The background (the path to self-enlightenment): A couple of weeks ago, my boss pulled me in and complained that certain people were having issues with my behaviour. Yes, I said. I can be annoying and/or obsessive and it's unfortunate that I am required to manage staff. I've reached the level I have at my relatively young age because I am good at mastering technical detail in arcane areas of Government. I explained to him that unfortunately, I have no experience in accounting and therefore having me manage an audit program was not the best idea (although he had no say in the matter). He agrees to reduce my management load a bit by passing most of the day to day people management to one of the others in my team; I'm happy except the person is on leave until 22 October.

Recognising that my behaviour was a bit abnormal, I went off and researched what this "extreme male brain" was he mentioned. Ah, AS! And here's a test that says I get 41 out of 50, when 32 is a strong sign. Probably an Aspie - it makes sense.

I also acknowledged that I knew nothing of the subject and pulled 50+ hour weeks to try and catch up on a process that was already behind schedule (I'd been dropped into it a week before it was due to start, knowing nothing about it).

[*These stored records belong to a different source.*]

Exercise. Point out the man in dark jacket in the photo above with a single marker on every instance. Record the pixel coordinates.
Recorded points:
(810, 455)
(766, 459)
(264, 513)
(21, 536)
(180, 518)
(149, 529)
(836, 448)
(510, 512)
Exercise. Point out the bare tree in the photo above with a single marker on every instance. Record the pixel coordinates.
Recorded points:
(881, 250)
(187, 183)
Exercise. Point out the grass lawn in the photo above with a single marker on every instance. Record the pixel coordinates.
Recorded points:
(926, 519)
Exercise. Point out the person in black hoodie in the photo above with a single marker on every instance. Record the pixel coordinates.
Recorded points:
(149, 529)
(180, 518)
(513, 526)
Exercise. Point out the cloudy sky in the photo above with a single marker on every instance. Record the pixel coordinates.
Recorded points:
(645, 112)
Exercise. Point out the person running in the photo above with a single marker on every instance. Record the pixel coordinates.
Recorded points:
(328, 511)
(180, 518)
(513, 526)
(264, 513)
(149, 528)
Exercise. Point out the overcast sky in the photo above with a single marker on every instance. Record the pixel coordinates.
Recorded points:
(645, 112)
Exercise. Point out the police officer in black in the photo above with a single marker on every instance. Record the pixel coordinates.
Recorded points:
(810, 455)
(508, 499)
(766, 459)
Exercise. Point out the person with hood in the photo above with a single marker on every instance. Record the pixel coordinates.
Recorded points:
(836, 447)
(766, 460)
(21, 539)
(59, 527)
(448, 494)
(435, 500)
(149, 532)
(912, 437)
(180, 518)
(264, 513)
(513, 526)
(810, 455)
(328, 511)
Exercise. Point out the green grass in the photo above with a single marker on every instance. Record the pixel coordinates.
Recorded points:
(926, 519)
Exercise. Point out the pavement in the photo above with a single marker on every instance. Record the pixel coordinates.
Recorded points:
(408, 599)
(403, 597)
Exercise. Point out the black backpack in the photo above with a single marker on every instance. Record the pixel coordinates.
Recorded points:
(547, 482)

Monday (the good news): Finally got to the counsellor in the counselling service provided by work. After a long discussion in which I raised the prospect that I may have AS as well as explaining my work woes, he agreed that it "probably is the case" that I'm an Aspie and is getting me back in three weeks, hopefully with a referral to a diagnostician.

And moving on to today (one of the shittest days I've had in a long time): It didn't start too badly - I was doing the analysis of the more complex financial statements that my position requires. This is good - minimal interaction with the earthlings. However, when it came time for the sub-team meeting (the team I'm supposed to be managing), it all went pear shaped.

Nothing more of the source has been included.